ヒロインは『パリの大泥棒』(66)でもベルモンドと共演し、ド・ブロカ監督の『まぼろしの市街戦』(67)でも可憐なヒロインを演じ、『1000日のアン』(69)でアカデミー賞主演女優賞にノミネートされたジュヌヴィエーヴ・ビジョルド。当時ジュヌヴィエーブは、『大地震』(74)、『愛のメモリー』(76)など、ハリウッド映画のヒロインとしても活躍しており、アイドル的人気があった。共演は他に、『Z』(69)、『ムッシュとマドモアゼル』(77)のジュリアン・ギオマール、『ムッシュとマドモアゼル』(77)、『警部』(78)のシャルル・ジェラール、『リオの男』(64)、『危険なささやき』(88)のダニエル・チェカルディ、『ピンクの豹』(63)、『サテリコン』(69)のキャプシーヌ、『相続人』(73)、『プロフェッショナル』(81)のミシェル・ボーヌといったベテラン名優揃い。
脚本はド・ブロカと『冬の猿』(62)から『プロフェッショナル』(81)まで数多くのベルモンド映画を手掛けるミシェル・オーディアール。
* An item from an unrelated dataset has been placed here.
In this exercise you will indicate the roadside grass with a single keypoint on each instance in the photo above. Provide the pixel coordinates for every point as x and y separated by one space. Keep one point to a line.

撮影は『相続人』(73)、『恐怖に襲われた街』(75)のジョン・パンゼ。音楽は『リオの男』(64)、『大頭脳』(68)のジョルジュ・ドルリュー。劇中、あるシーンで『リオの男』のテーマ曲が流れニヤリとさせられる。
『恐怖に襲われた街』(75)、『警部』(79)に続き、ベルモンドが犯人逮捕のためなら手段を選ばぬ暴れん坊警官、警視J(ジョルダン)を体当たりで演じ、ベルモンドのポリス・アクション史上最大のヒットとなった作品。ヘリからの縄梯子につかまっての宙づりアクション、改造ムスタングが疾走するカー・チェイス、映画史上初の最強銃器ベレッタM93Rによる銃撃戦、ベルモンド・アクションのトレードマークをすべて最大スケールで揃えたベルモンド・アクションの完成形にして、スタローンやセガールが継承していく80年代“無敵のワンマンアーミー”ムービーの原点ともいうべき作品。HDリマスターによる37年ぶりの劇場公開となる。
監督は、『ボルサリーノ』(70)以来、15年ぶりのコンビとなるジャック・ドレー。ドレーは本作の後、ベルモンド最後の刑事アクションとなった『Le Solitaire』(87)も監督している。音楽は『華麗なる大泥棒』(71)、『恐怖に襲われた街』(75)、『プロフェッショナル』(81)に続くベルモンド映画となる巨匠エンニオ・モリコーネ。撮影は『エースの中のエース』(82)に続くベルモンド映画となるザヴィエ・ショワルツェンベルガー。カー・スタント指導はもちろん、ベルモンド映画のほとんどを手掛ける“カー・アクションの神様”レミー・ジュリアンの担当。出演は悪の組織のボス、メカチに『野獣捜査線』(85)、『刑事ニコ/法の死角』(88)の個性派ヘンリー・シルヴァ。同僚のロジャンスキー警視には『ジャン=ポール・ベルモンドの道化師/ドロボー・ピエロ』(80)、『プロフェッショナル』のピエール・ヴェルニエ。まだブレイク前のチェッキー・カリョがジョルダンの弟分フランシスを演じているのも見逃せない。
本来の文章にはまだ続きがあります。